Clippers 10/15: Vishal Sunder on a Non-autoregressive Model for Joint STT and TTS

Title: A Non-autoregressive Model for Joint STT and TTS

Abstract: In this work, we take a step towards jointly modeling automatic speech recognition (STT) and speech synthesis (TTS) in a fully non-autoregressive way. We develop a novel multimodal framework capable of handling the speech and text modalities as input either individually or together. The proposed model can also be trained with unpaired speech or text data owing to its multimodal nature. We further propose an iterative refinement strategy to improve the STT and TTS performance of our model such that the partial hypothesis at the output can be fed back to the input of our model, thus iteratively improving both STT and TTS predictions. We show that our joint model can effectively perform both STT and TTS tasks, outperforming the STT-specific baseline in all tasks and performing competitively with the TTS-specific baseline across a wide range of evaluation metrics.

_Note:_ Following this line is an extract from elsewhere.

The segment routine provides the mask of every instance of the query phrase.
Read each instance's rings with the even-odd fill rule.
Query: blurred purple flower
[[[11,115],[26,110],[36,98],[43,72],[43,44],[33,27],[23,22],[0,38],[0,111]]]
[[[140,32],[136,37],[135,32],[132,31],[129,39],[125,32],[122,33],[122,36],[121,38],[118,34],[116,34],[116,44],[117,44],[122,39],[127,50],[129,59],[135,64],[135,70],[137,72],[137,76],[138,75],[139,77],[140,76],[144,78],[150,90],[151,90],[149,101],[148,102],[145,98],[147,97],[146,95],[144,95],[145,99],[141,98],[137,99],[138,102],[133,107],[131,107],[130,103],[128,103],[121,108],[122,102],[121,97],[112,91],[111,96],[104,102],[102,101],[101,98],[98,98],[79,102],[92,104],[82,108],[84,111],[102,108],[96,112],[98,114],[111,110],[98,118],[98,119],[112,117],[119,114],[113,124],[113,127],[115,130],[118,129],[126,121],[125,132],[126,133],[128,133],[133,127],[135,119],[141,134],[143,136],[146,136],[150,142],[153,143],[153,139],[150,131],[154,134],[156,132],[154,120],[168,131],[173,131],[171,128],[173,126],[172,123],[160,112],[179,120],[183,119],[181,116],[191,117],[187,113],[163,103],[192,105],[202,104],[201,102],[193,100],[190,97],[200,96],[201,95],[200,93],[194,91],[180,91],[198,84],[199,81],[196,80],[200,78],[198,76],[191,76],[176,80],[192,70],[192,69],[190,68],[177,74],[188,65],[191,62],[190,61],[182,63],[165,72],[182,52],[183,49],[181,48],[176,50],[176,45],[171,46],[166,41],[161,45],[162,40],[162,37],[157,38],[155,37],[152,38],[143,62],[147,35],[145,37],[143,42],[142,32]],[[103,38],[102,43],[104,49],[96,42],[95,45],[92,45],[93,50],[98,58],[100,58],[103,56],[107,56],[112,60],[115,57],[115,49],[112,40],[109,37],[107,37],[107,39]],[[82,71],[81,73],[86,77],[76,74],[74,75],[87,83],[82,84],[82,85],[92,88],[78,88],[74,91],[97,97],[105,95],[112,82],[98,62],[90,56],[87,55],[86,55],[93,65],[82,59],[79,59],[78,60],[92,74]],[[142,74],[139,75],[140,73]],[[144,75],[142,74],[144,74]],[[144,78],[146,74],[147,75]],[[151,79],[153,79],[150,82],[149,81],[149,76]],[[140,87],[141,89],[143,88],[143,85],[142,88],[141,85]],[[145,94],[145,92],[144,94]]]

Clippers 10/8: Jingyi Chen on Speech Emotion Cloning

EmoClone: Speech Emotion Cloning
Jingyi Chen

In this paper, we introduce EmoClone, an end-to-end speech-to-speech model that replicates the emotional tone of a reference speech from a short audio sample, reproducing the reference speaker’s exact emotion in new outputs, regardless of content or voice differences. Unlike traditional Emotional Voice Conversion (EVC) models that use emotion text labels to alter the input speech’s emotional state, EmoClone is designed to faithfully clone a broad range of emotional expressions beyond these preset categories, making it ideal for applications requiring precise emotional fidelity, such as personalized voice generation and interactive media. Experimental results show that EmoClone leads to improved performance for content and speaker identity preservation, while achieving a comparable emotion accuracy to SOTA methods.

Clippers 9/24: Amy Chun on Linguistic Age Prediction

Children’s language development is a critical factor in creating engaging and age-appropriate interactions in conversational AI systems. As children grow, their communication evolves in sentence complexity, vocabulary use, and conversational style. However, many current AI-driven systems struggle to dynamically adjust to these developmental changes, especially in interactive environments like the COSI Museum, where engaging, personalized conversations can foster learning and curiosity. In this talk, I will discuss how our research aims to bridge this gap by predicting a child’s age based on linguistic features to create more engaging and age-appropriate interactions.